I am a firm believer that 4 wheel drive is a last resort, more of a challenge in 2wd.

Between the burban and my 20' enclosed trailer, things work out pretty well.


----------



## gmorgan

I bought a old bread truck, chevy,aluminum,18' walk in, old kitchen cab. on one wall and I can carry all my tools, and all the material and it is good to 10,000lb. put a hitch on it and pulls a open top trailer for dirt or what ever.
I love it, I will never buy a pickup again 
no more unloading tools to load plywood or having to leave somone in the truck when you go to the lumber yard it's :thumbsup: all locked up


----------



## Tin Cup

1 ton chev. truck, 8ft bed with track rack for ladders and lumber, with tonneau cover. 6x12' enclosed trailer for tools and materials. also, new dump trailer for debris and large loads of drywall, lumber, plywood etc. only trouble is can't tow both trailers at same time.

dump trailer has paid for half of its cost in 6 weeks. alway wanted one, finally got one, wonder why i didn't get one sooner. no more double handling debris, push button to dump at local dump for $30/load. highly recommend a griffin dump tailer, heavy duty at reasonable price.

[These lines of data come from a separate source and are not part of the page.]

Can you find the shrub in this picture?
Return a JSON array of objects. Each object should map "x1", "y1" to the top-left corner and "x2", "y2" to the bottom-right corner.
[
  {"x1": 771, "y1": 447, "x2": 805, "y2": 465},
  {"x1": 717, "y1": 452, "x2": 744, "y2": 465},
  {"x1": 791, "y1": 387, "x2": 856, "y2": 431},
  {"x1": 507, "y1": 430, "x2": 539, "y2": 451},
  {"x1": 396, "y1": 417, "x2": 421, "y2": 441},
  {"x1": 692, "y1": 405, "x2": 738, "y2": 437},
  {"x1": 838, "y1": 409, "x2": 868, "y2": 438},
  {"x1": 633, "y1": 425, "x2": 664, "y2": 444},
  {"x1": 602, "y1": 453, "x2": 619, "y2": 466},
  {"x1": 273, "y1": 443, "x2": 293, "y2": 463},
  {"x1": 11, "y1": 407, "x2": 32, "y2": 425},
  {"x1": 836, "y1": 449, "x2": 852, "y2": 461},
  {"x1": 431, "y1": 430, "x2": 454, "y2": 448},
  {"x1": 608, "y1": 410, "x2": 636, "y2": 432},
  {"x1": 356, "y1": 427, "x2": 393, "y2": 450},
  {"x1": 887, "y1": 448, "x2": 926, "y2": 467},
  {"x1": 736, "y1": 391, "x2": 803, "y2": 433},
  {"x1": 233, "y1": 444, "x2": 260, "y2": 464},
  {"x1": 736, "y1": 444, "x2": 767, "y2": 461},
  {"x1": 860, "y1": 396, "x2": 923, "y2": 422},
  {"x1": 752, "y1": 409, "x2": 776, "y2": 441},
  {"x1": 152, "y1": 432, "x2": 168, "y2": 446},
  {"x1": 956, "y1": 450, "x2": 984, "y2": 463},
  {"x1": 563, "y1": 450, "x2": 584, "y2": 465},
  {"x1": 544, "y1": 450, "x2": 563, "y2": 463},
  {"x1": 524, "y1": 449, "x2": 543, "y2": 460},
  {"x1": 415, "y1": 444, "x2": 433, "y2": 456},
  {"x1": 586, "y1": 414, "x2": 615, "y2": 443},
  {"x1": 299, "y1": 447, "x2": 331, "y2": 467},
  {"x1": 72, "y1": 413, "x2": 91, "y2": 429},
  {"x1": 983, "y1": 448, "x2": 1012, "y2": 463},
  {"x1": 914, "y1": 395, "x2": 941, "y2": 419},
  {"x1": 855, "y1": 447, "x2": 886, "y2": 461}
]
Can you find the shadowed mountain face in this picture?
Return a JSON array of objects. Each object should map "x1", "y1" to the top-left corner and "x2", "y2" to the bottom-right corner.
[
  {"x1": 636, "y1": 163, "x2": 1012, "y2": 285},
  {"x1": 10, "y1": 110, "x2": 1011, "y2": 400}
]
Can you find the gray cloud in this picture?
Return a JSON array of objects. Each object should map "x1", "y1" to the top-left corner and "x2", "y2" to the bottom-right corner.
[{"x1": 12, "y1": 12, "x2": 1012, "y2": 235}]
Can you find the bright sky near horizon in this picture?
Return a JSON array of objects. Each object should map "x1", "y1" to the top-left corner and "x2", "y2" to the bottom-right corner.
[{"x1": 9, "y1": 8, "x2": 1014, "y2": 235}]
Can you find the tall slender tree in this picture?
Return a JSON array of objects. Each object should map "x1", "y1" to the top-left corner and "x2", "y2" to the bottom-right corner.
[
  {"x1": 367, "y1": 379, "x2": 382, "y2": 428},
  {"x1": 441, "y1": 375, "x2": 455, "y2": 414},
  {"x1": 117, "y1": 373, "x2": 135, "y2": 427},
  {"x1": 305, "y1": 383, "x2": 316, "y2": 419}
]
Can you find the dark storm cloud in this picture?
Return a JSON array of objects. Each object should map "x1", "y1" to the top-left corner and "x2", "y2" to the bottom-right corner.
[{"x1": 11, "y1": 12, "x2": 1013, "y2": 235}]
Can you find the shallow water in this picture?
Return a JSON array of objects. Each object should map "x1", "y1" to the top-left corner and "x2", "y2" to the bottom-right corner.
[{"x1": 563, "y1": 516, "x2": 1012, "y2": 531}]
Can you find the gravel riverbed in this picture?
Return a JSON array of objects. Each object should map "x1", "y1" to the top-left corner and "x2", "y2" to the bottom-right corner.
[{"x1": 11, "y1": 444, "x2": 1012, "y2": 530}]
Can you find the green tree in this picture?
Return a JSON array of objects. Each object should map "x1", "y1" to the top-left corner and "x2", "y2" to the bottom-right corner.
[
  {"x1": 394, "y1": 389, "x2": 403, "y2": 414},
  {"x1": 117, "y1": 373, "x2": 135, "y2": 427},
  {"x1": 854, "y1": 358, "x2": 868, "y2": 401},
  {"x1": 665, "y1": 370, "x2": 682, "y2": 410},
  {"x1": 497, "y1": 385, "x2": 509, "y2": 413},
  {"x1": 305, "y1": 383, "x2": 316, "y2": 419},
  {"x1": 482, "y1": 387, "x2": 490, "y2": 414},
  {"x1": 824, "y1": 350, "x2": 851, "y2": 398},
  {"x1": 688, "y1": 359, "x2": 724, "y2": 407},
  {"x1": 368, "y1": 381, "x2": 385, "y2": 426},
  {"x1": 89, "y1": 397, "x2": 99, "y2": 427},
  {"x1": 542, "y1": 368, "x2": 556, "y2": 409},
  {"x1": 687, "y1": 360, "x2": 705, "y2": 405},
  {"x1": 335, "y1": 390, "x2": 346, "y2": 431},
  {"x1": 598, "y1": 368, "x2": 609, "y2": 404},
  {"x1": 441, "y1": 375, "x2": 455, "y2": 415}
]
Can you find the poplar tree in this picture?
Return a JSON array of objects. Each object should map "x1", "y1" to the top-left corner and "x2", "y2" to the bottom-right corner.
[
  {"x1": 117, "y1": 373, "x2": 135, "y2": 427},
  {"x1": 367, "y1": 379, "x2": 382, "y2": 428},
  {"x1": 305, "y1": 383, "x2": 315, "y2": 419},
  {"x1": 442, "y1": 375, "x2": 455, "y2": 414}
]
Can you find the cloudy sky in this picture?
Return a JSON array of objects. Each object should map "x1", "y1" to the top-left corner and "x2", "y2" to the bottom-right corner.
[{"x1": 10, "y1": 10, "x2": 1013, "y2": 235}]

next combo i'd consider is a dump insert in 1 ton truck then tow enclosed trailer.


----------



## Fence

a nice tonneau cover would keep your tools nice and dry in the rain.


----------



## BuildersII

We made a small trailer for about $1000 including the cost of the trailer and it's been a lifesaver.


----------



## MALCO.New.York

Five Arrows said:


> I have a *4 door Dakota with a 7000lb dump trailer.* The trailer was the best thing I've bought for the business. VERY nice at the dump. I get stuck in the rain up here in Washington a lot. I put the tools in the back seat and everything else in the back with tarps. I think that for wet weather work a nice size van with some sort of long materials rack and a dump trailer would be perfect.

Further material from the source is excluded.